8.若帯彦と武内宿禰-2
大王・大帯彦の朝の食事会も、今日からまた賑やかになる。――そう思いながら武内宿禰は起き上がった。
「王族たちがまた帰ってきたなぁ。」
そう言いながら、彼は身支度をすると家を出て宮殿の大食堂へと向かった。
「武内宿禰殿、久しぶりだな。」
大食堂へと向かう道中、とある男性の声がした。
「神櫛王様、お久しぶりです。」
そう言って武内宿禰は頭を下げた。別の派閥の人間とは身分は相手の方が上だ。
「噂によるともうすぐ兄上も帰ってくるそうだな。」
(あ、敵意が無くなっているな・・・・。)
武内宿禰は頭を上げて神櫛王の顔を見ると、そう感じた。
「大和建様の帰還が待ち遠しいですか?」
「そうだな。60年近く会ってはいないとはいえ、彼は私の同母兄だからな。」
そう言うと神櫛王は「では、また」と言って去っていった。
「おお、武君!」
「あ、若様!」
次に武内宿禰に声をかけてきたのは若帯彦だった。
「よし、今日も一緒に行こうか!」
「そうだな。」
そういって二人が一緒に歩こうとすると
「お兄様!」
という声が聞こえた。
(うん?どこかで聞いたことのある声だが・・・。)
そう思って後ろを振り向くと銀王が「彼氏」らしき男性と一緒に居た。
(うん?待てよ、「兄」と言っていたよな?)
武内宿禰は人間のオーラを察知する力があり、銀王と一緒に居る男性が一瞬彼氏か夫に見えたが、何かの間違いだと思うことにした。
「いや、もう夫だと思ってくれていいんだよ?」
「じゃあ、大枝王様!一緒に朝食に行きましょう!」
「ああ、久しぶりに朝食会に顔を出そうと思ってここまで来たんだ。」
「それって、私に会いにですか?」
「そうに決まっているだろ?俺はお前のことが大好きだ。
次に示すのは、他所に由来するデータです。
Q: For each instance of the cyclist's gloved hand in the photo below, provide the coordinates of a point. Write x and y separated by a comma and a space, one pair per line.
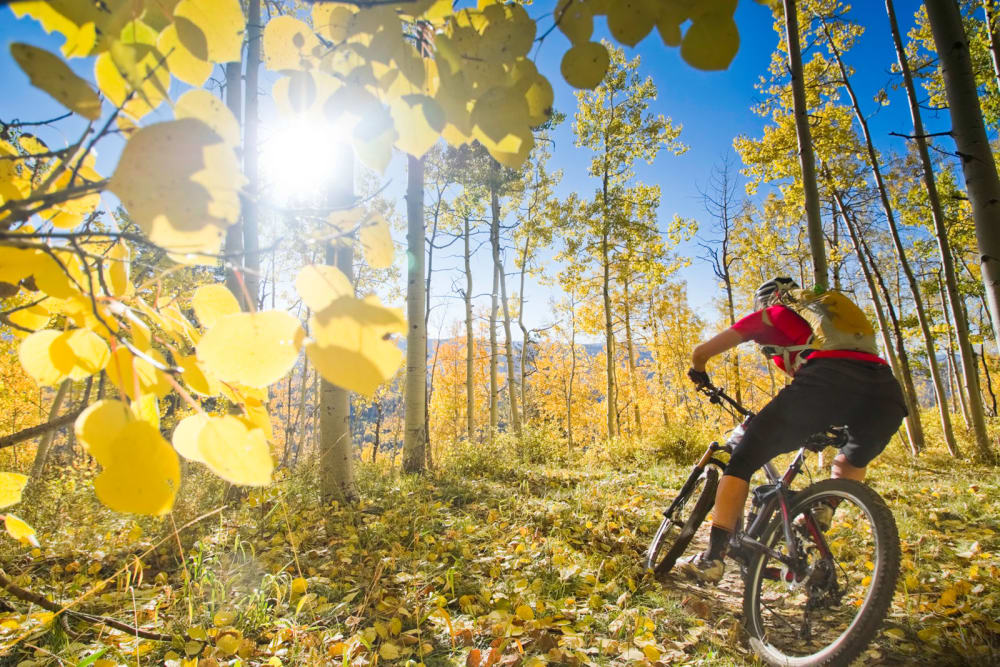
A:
700, 378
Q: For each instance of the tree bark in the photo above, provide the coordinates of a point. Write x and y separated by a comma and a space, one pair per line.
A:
630, 348
572, 367
897, 244
470, 388
807, 160
609, 334
954, 381
416, 341
251, 238
336, 441
971, 397
234, 233
42, 453
427, 316
914, 426
994, 36
525, 337
494, 346
978, 166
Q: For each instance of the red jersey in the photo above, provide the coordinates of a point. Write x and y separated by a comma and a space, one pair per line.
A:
781, 326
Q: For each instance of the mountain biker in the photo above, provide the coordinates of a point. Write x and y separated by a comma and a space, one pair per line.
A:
837, 387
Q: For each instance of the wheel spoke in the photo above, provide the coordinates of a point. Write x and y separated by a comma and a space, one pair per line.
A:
833, 604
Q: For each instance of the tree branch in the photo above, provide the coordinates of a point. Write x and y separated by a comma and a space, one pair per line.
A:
49, 605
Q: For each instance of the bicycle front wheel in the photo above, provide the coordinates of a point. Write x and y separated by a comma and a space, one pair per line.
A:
827, 607
678, 528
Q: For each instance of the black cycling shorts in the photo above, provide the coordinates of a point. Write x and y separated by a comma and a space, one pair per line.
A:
864, 396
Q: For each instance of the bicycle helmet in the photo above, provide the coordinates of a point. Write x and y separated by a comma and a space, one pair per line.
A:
769, 293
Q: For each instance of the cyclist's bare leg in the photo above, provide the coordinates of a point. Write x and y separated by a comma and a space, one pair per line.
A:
730, 498
842, 468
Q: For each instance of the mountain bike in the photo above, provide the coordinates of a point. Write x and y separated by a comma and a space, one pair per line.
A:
811, 597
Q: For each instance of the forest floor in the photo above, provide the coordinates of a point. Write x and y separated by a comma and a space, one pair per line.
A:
521, 565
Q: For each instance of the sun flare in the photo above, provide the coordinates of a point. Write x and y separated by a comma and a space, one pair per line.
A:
301, 159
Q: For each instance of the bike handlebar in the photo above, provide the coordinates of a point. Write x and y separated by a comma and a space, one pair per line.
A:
717, 395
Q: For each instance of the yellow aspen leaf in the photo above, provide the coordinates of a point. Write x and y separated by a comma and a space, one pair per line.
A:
206, 107
388, 651
373, 140
711, 42
376, 242
350, 346
46, 363
141, 474
255, 349
178, 324
119, 268
20, 530
228, 644
235, 453
929, 634
223, 618
258, 417
651, 652
576, 20
211, 302
501, 119
514, 159
133, 65
173, 178
525, 613
77, 21
89, 351
127, 370
49, 73
19, 263
100, 424
333, 21
185, 438
345, 220
183, 64
211, 29
288, 43
11, 486
585, 64
419, 120
320, 285
147, 408
196, 379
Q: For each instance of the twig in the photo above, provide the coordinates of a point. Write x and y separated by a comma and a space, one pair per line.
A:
49, 605
5, 583
922, 136
40, 429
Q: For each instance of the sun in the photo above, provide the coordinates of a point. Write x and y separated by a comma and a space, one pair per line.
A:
302, 159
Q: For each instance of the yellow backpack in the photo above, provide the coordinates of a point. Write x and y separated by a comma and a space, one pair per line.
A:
837, 324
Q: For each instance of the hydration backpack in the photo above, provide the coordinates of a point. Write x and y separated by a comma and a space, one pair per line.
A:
837, 323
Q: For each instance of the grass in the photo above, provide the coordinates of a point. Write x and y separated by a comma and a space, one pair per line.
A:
520, 564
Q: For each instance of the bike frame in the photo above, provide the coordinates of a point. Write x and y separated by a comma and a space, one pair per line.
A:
771, 497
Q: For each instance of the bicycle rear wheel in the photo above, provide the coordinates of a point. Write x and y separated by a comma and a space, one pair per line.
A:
678, 528
826, 610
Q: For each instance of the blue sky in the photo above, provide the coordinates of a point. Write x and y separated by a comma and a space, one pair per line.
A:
712, 107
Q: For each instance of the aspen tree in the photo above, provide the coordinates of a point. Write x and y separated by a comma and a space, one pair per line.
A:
971, 397
969, 131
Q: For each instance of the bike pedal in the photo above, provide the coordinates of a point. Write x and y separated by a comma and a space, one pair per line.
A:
779, 574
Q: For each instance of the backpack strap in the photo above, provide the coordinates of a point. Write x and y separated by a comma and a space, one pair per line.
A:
785, 352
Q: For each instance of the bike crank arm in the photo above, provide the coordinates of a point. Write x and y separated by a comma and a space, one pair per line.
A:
759, 547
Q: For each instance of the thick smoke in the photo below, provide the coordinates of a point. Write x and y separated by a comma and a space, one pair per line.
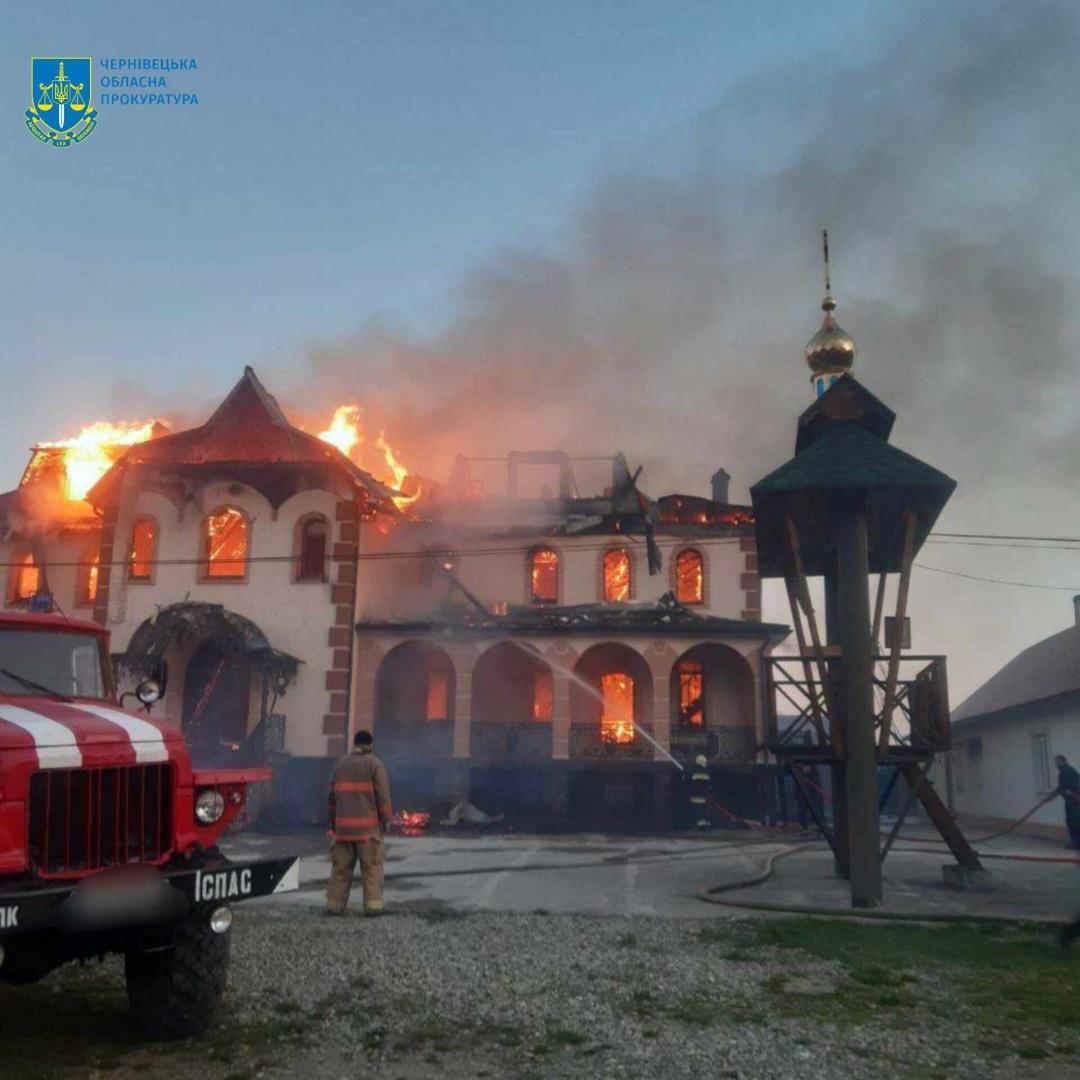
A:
672, 323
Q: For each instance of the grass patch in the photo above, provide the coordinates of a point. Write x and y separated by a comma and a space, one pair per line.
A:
1014, 985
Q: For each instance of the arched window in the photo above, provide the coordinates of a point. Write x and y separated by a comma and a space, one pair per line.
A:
617, 715
225, 544
616, 576
691, 693
311, 549
144, 550
543, 694
25, 579
689, 577
543, 576
88, 578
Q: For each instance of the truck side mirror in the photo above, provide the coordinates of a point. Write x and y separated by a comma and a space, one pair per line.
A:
148, 692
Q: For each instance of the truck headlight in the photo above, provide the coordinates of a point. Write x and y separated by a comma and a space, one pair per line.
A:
210, 806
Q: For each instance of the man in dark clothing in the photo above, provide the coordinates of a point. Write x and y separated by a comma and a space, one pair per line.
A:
1068, 787
360, 812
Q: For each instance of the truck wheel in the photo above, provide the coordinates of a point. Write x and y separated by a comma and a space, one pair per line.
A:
175, 993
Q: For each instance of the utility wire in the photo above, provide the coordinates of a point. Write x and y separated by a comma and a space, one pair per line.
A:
998, 581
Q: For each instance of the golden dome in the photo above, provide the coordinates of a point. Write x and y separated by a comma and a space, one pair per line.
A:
831, 349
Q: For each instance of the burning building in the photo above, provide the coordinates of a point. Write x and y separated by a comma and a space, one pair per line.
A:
512, 636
」
「ありがとう!超嬉しい!」
後ろの方から聞き捨てならない声が消える。
「ちょっと、若さん?」
砕けた話をする際には、太子であっても敬語は使わないことがある。
「どうした?」
若帯彦の方も口調から砕けた話であると思ったが、なんとなく武内宿禰の様子から大声でしたくない話だと判断し、声を潜めた。
「大枝王って確か迦具漏姫様の息子だよな?」
「ああ、そういえばそうだったよな。それがどうした?」
どうやら若帯彦にはあの二人の会話は聞こえていないようだった。
「いや、ちょっと気になっただけだ。」
そのまま二人は食堂に入る。
若帯彦と雑談をしながらご飯を食べていたが、途中で先ほどのことがどうしても気になってふと銀王の方を見た。
すると、先ほどの男――大枝王と二人で仲良く一緒に居る。それを見た武内宿禰は神櫛王の方へ向かった。
「ちょっと、お話しできますか?」
「どうしたんだ?」
「すみません、ここで話すのも何なので・・・。」
そう言って神櫛王を外に連れ出した。
「一体、どうしたんだ?」
「大枝王と銀王の二人、どういう関係なんですか?」
「あ・・・・。」
神櫛王は「困った」というような顔をした。
「もしかしたら、表にできない関係なのですか?」
「うっ・・・・。」
神通力を持っている武内宿禰はウソを言ってもすぐに見抜く。
「・・・・御明察の通りだ。」
神櫛王はそれだけ言うと、武内宿禰と目を合わせないようにして中に戻って言った。
「大枝王、か・・・・。私の可愛い銀王を獣の道に連れ込むとは!」
神櫛王が去った後、武内宿禰は吐き出すかのように独り言をつぶやいた後、自分も中に戻っていった。